Research Scientist
Research Scientist (LLM/RL)
Frontier AI | London or Paris
Compensation: Up to £250k + equity package.
About
This is a well-funded frontier AI startup building state-of-the-art agentic systems that automate complex, multi-step tasks normally done by humans.
The team combines deep research (in computer use and proprietary models) with forward-deployed implementation alongside enterprise clients.
The Models team builds the core LLMs and vision-language models behind these agentic systems. The focus is on training models that work well for agents in practice: strong instruction following, reliable tool use, and good decision-making at a given inference cost.
What you'll do
- Research post-training methods for large multimodal language models, with a focus on RL and feedback-driven learning
- Design reward models and large-scale reinforcement learning setups for instruction following and tool use
- Build automated data collection pipelines using human and machine feedback
- Develop evaluations that capture real capability gains (not just benchmark improvements)

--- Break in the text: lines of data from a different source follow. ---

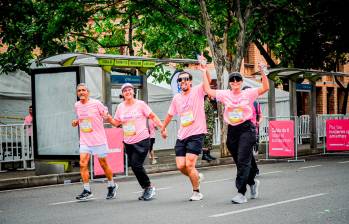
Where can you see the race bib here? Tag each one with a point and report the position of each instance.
(235, 115)
(187, 118)
(129, 128)
(86, 125)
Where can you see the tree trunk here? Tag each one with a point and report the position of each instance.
(219, 63)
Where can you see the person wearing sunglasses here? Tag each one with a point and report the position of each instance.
(241, 136)
(189, 106)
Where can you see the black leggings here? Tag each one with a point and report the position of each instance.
(136, 154)
(240, 141)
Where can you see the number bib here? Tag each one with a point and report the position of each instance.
(129, 128)
(86, 125)
(235, 115)
(187, 118)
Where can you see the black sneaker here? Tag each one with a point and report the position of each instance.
(148, 194)
(112, 192)
(84, 195)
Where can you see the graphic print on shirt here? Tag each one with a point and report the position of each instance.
(186, 115)
(238, 111)
(129, 122)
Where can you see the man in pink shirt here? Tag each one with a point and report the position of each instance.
(28, 122)
(241, 137)
(132, 114)
(189, 106)
(90, 119)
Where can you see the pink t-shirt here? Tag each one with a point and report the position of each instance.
(254, 116)
(28, 120)
(152, 127)
(91, 117)
(191, 110)
(237, 108)
(134, 120)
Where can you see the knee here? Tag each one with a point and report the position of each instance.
(181, 167)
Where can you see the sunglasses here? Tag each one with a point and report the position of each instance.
(183, 79)
(235, 79)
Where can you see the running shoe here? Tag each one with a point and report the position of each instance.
(112, 192)
(196, 196)
(149, 193)
(239, 199)
(84, 195)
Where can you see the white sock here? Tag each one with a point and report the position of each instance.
(111, 183)
(87, 187)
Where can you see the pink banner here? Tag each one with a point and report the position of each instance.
(281, 138)
(337, 135)
(116, 154)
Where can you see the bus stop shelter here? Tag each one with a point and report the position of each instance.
(294, 76)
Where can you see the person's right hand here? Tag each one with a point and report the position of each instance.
(75, 123)
(164, 133)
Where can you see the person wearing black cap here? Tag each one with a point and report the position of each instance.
(241, 135)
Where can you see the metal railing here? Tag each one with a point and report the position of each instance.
(16, 146)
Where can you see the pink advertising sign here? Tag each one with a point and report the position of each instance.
(116, 155)
(337, 135)
(281, 138)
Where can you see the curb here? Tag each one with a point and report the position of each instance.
(52, 179)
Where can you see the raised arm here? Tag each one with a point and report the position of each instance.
(164, 125)
(206, 81)
(265, 83)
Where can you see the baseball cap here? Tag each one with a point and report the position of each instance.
(235, 75)
(126, 85)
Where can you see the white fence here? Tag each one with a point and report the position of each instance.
(303, 127)
(16, 146)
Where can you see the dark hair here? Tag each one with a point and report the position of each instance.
(184, 72)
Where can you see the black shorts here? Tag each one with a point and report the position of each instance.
(193, 144)
(152, 141)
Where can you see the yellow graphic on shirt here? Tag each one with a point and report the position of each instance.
(86, 125)
(235, 115)
(129, 128)
(187, 118)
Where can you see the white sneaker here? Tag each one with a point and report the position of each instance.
(201, 177)
(255, 189)
(197, 196)
(239, 199)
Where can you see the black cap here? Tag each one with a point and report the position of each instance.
(235, 74)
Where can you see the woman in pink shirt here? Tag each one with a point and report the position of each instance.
(241, 136)
(132, 114)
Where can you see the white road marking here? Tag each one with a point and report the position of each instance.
(214, 181)
(307, 167)
(344, 162)
(266, 206)
(157, 189)
(272, 172)
(74, 201)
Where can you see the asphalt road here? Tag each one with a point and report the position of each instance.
(316, 191)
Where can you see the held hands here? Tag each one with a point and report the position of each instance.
(163, 133)
(263, 68)
(202, 62)
(75, 123)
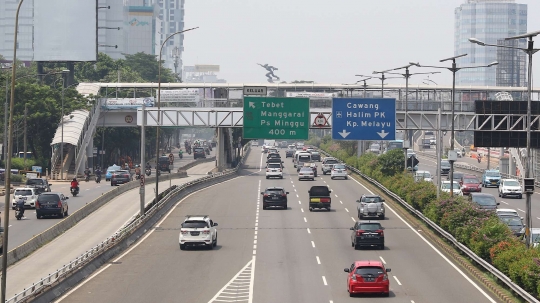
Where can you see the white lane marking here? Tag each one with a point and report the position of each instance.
(141, 241)
(435, 249)
(237, 288)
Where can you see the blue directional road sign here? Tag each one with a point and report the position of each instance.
(363, 119)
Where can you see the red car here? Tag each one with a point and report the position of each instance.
(368, 277)
(470, 184)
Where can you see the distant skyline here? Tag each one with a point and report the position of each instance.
(326, 41)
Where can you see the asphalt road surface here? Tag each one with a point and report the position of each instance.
(274, 255)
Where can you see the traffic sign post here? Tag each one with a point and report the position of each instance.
(276, 118)
(363, 119)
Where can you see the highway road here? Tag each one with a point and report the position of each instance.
(23, 230)
(274, 255)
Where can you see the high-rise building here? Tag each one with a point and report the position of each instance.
(25, 42)
(171, 17)
(488, 21)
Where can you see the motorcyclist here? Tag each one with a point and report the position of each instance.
(20, 207)
(75, 184)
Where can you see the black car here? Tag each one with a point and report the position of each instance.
(274, 196)
(289, 153)
(367, 233)
(48, 204)
(198, 152)
(41, 185)
(315, 156)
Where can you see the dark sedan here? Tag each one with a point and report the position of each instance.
(120, 177)
(274, 196)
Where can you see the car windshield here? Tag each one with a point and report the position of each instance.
(48, 198)
(23, 192)
(511, 221)
(369, 226)
(194, 224)
(485, 200)
(35, 182)
(447, 186)
(369, 270)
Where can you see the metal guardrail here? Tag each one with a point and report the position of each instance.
(502, 277)
(125, 231)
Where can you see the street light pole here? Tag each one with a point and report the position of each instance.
(530, 51)
(454, 69)
(7, 173)
(159, 107)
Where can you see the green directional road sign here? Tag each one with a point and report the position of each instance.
(276, 118)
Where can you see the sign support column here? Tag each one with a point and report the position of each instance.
(143, 158)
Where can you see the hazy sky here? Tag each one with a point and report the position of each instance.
(327, 41)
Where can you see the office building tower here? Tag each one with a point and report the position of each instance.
(488, 21)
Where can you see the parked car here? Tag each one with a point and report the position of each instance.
(198, 230)
(367, 233)
(368, 277)
(483, 200)
(51, 203)
(40, 184)
(120, 177)
(110, 170)
(491, 177)
(28, 194)
(510, 188)
(274, 196)
(469, 184)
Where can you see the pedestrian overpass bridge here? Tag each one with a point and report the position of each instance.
(219, 105)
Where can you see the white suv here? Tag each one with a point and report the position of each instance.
(510, 187)
(197, 230)
(28, 194)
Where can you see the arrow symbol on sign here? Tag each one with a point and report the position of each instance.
(344, 134)
(382, 134)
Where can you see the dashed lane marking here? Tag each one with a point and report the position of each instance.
(240, 287)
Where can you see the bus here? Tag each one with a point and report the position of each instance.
(395, 144)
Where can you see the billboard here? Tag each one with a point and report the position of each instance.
(65, 30)
(126, 103)
(180, 95)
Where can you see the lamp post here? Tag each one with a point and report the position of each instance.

- Translate concrete product failures and use cases into new training signals
What you'll need
- Strong research background combined with hands-on experience with LLM post-training, alignment, or reinforcement learning
- Proficiency in Python and at least one major DL framework (PyTorch, JAX, or TensorFlow)
- Experience training large models on distributed systems
- Publications at top-tier conferences (NeurIPS, ICML, ICLR, ACL, CVPR, etc.)
- Comfortable working in fast-moving, loosely specified research problems
Shortlisted candidates will be contacted within 48 hours.